The claims are typical of excessive fee suits, including that plan fiduciaries failed to objectively and adequately review the plan’s investment portfolio with due care to ensure that each investment option was prudent, in terms of cost; that they maintained certain funds in the plan despite the availability of identical or similar investment options with lower costs and/or better performance histories; and that they failed to control the plan’s recordkeeping costs. However, unlike some recently filed complaints, the suit also cites language from the plan’s investment policy statement (IPS) and argues that the committee fell short in carrying out its responsibilities.
According to the complaint, the IPS says the committee must evaluate fund performance and the appropriateness of the plan’s fees at least every quarter.
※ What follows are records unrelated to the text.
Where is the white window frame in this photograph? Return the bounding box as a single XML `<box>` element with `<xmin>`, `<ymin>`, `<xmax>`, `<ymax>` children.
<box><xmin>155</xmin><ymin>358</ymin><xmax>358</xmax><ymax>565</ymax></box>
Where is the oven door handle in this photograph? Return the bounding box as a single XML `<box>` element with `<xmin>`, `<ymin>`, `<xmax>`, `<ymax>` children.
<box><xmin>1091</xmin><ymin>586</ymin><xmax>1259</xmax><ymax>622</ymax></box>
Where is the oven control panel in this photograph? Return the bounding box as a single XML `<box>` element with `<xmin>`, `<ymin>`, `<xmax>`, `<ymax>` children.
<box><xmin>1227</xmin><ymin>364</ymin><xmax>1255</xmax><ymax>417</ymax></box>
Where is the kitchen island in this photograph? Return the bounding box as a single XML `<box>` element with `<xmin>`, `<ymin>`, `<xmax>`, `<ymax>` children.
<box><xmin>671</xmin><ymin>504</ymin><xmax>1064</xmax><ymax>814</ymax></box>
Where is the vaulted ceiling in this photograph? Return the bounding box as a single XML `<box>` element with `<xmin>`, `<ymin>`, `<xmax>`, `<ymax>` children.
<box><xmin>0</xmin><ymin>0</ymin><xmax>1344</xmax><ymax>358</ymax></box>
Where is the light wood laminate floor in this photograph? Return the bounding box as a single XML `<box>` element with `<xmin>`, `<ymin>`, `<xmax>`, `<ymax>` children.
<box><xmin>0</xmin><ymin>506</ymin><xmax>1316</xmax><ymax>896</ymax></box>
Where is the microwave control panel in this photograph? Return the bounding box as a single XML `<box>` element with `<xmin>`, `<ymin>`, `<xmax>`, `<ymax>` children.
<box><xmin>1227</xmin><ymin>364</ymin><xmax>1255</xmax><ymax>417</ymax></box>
The IPS also says the committee must, among other things, “evaluate each investment fund in terms of the performance compared to relevant market indices and peer groups” and must evaluate the “reasonableness of fees and costs associated with each investment fund.” The plaintiffs say the details of the complaint show the committee failed to do these things.
In the lawsuit, the plaintiffs’ lawyers attempt to cover issues that have caused claims in other lawsuits to be dismissed. In an attempt to show that the plaintiffs have exhausted their administrative remedies, the complaint says the plaintiffs sent an administrative demand to the plan administrator in February laying out claims identical to the ones in the lawsuit, which it says was ignored. The lawsuit also says the plan’s summary plan description (SPD) includes no specific provisions for submitting a complaint through the administrative process for the fiduciaries’ failure to prudently select and monitor the plan’s investment options.
In arguing that the case is not time-barred by ERISA’s statute of limitations, the complaint says, “The plaintiffs did not have knowledge of all material facts (including, among other things, the investment alternatives that are comparable to the investments offered within the plan, comparisons of the costs and investment performance of plan investments versus available alternatives within similarly sized plans, total cost comparisons to similarly sized plans, information regarding other available share classes) necessary to understand that the defendants breached their fiduciary duties and engaged in other unlawful conduct in violation of ERISA until shortly before this suit was filed.”
It also says the plaintiffs did not have and do not have actual knowledge of the specifics of the defendants’ decisionmaking process with respect to the plan “because this information is solely within the possession of the defendants prior to discovery.” The plaintiffs say they make inferences based on factors brought up in the lawsuit.
Other courts have failed to find that participants have standing to sue over investments in which they did not invest. The complaint against BHSF notes that each of the plaintiffs at some point invested in the options that are subject to the lawsuit.
Some courts have refused to decide early in lawsuit proceedings whether passive and active funds are proper comparators in excessive fee lawsuits. However, in a lawsuit against Salesforce, a federal district court said, “Passively managed funds … ordinarily cannot serve as meaningful benchmarks for actively managed funds.” The BHSF lawsuit overcomes this issue by comparing funds in the plan with active funds which it says are similar and charge lower fees.
Among other things, the lawsuit seeks an order compelling the defendants to make good to the plan all losses resulting from the alleged breaches of their fiduciary duties.
BHSF did not respond to a request for comment about the suit.